One of the dangers with "over-recalling" food products has been highlighted by consumer analysts who have expressed concerns that consumers have begun to ignore recalls or treat recalls with complacency.   In 2009, Rutgers conducted a study in the United States found that only 59 percent of Americans had ever looked for a recalled food item, and 12 percent reported they had eaten a food that they believed had been recalled.2  The same study showed that most Americans had little understanding of the regulatory regime in the United States relating to recalls. 

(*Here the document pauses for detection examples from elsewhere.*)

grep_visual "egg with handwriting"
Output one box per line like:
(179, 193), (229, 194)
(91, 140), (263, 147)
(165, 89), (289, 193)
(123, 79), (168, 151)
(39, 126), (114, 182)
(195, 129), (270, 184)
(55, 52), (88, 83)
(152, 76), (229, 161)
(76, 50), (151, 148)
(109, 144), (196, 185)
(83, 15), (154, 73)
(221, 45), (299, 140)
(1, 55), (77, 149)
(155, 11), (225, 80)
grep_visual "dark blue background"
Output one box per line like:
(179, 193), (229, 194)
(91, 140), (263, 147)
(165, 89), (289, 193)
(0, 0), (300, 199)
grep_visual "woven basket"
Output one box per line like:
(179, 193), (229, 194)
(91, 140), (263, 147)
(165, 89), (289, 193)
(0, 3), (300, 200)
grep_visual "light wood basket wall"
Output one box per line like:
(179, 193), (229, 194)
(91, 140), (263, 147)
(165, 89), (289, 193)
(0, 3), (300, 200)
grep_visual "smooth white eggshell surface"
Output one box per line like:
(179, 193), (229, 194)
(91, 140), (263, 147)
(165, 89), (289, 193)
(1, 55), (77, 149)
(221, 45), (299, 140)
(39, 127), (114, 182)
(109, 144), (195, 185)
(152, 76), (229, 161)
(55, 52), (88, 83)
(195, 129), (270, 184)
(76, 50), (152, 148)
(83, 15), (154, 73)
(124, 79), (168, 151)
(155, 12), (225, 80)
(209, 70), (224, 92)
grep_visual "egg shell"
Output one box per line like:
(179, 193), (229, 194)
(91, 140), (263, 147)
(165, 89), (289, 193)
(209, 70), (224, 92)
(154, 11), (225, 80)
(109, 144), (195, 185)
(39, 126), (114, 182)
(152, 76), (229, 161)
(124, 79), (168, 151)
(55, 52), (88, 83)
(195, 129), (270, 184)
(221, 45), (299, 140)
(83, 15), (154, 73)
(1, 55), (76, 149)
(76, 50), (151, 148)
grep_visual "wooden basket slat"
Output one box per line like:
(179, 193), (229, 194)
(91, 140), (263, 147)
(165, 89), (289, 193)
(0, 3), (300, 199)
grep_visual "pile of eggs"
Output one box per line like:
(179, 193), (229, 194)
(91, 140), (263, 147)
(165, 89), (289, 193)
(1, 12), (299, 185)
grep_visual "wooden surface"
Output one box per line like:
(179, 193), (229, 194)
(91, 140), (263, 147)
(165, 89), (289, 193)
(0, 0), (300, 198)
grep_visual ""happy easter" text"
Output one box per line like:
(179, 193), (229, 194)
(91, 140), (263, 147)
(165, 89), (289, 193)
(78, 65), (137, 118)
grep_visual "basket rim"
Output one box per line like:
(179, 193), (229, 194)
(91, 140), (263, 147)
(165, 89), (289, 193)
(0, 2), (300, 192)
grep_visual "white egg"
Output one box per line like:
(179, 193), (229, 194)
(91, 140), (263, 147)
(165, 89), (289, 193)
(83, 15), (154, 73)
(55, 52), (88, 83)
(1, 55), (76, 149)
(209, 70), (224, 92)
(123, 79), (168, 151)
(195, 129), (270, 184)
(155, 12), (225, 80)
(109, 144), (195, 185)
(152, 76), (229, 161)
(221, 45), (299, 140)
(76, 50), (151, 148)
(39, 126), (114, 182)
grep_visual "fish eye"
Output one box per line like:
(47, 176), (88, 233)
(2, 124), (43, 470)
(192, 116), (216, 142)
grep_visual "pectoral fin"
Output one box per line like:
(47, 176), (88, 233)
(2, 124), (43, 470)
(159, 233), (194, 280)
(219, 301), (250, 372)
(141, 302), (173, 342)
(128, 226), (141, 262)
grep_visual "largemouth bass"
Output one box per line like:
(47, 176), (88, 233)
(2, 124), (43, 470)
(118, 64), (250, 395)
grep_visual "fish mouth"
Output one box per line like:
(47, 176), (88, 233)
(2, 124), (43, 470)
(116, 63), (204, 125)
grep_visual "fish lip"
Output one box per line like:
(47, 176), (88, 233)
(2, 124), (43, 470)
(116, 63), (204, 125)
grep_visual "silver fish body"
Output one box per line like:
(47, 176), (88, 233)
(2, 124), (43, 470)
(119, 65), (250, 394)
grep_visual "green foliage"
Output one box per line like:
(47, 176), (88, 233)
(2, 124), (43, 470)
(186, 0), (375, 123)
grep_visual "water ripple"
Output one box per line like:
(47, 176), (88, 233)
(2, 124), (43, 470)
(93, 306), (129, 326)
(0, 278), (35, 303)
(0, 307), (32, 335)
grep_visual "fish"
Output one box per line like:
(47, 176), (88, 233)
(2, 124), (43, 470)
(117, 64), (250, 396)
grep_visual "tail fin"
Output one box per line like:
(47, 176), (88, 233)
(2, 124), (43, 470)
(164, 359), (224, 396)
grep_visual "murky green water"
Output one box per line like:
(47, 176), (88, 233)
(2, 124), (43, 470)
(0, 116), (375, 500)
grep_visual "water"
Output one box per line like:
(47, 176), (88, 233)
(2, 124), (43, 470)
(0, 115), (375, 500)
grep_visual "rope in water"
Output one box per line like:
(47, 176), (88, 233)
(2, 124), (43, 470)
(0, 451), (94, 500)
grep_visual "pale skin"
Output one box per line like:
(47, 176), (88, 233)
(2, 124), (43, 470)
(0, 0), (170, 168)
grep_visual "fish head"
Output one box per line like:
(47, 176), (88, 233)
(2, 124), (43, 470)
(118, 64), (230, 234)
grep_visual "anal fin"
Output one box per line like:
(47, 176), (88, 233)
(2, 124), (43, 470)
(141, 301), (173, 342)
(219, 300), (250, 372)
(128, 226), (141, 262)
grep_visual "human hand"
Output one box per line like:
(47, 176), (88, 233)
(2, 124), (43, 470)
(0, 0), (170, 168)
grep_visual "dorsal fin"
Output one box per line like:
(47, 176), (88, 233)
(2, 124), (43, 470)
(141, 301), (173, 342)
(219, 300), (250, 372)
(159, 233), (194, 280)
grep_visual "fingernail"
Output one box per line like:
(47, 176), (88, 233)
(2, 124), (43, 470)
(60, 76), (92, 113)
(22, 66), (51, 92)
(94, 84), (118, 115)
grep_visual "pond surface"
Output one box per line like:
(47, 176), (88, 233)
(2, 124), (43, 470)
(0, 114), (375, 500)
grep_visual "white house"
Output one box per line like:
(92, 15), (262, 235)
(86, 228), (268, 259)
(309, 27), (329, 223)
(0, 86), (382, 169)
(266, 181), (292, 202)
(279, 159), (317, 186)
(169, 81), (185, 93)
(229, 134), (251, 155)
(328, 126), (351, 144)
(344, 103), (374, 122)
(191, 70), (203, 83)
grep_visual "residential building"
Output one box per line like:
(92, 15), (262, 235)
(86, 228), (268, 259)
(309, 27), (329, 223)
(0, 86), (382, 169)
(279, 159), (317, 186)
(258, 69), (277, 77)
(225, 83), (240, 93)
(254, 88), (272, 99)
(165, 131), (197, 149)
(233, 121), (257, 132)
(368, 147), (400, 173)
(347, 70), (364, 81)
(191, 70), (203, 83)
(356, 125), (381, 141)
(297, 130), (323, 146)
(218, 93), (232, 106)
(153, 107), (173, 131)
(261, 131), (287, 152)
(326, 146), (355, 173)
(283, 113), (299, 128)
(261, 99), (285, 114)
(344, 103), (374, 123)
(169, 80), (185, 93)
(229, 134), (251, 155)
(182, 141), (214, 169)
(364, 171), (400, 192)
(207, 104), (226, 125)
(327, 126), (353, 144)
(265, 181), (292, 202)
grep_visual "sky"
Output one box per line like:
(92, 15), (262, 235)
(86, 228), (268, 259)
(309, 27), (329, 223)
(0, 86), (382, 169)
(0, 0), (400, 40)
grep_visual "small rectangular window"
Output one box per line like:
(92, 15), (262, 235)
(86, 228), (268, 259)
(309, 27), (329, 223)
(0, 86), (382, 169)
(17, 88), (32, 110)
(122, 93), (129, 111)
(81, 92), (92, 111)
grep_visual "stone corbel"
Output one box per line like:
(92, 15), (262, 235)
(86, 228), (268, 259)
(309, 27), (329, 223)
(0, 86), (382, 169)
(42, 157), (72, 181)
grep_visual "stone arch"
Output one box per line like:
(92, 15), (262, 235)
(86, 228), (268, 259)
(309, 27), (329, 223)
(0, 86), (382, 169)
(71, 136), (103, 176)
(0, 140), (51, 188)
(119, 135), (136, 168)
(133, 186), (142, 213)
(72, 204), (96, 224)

Comparable research does not appear to have been performed recently in Canada.  Surprisingly, little research appears to have been conducted with regard to the impact that derivative recalls in particular have on consumer responsiveness in either Canada or the United States, though researchers suggest that the risk of "recall fatigue" rises where there are many recalls that demand consumer attention or when consumers believe that the consequences are not serious enough to warrant action.3  Where an actual risk to food safety is identified, recall fatigue raises the very serious question as to the effectiveness of a public recall notices as a reliable mechanism for food safety communications.  In fact, some manufacturers have begun considering broader voluntary recalls (i.e. recalls of foods that bear no risk or connection with the original recall) to avoid subsequent derivative recalls of food that would have been safe to consume, if properly prepared, in the event that the regulator later requests that a recall be conducted because of some, potentially weak, connection to the product that was originally recalled.

Quite apart from the important concern relating to the questionable effectiveness of public notices as a reliable communication tool, where derivative recalls are based on an aggressively precautionary approach, and where no actual risk may actually exist, significant food wastage occurs leading not only to economic loss, but mismanagement of food resources.  The time has come for greater analytical rigour in risk assessment, greater consumer responsibility over food handling and in-home preparation and a review and reassessment of the proliferation of recall announcements that do little to educate consumers on the significance of the recall announcement and may, in fact, be unhelpful from a consumer safety standpoint.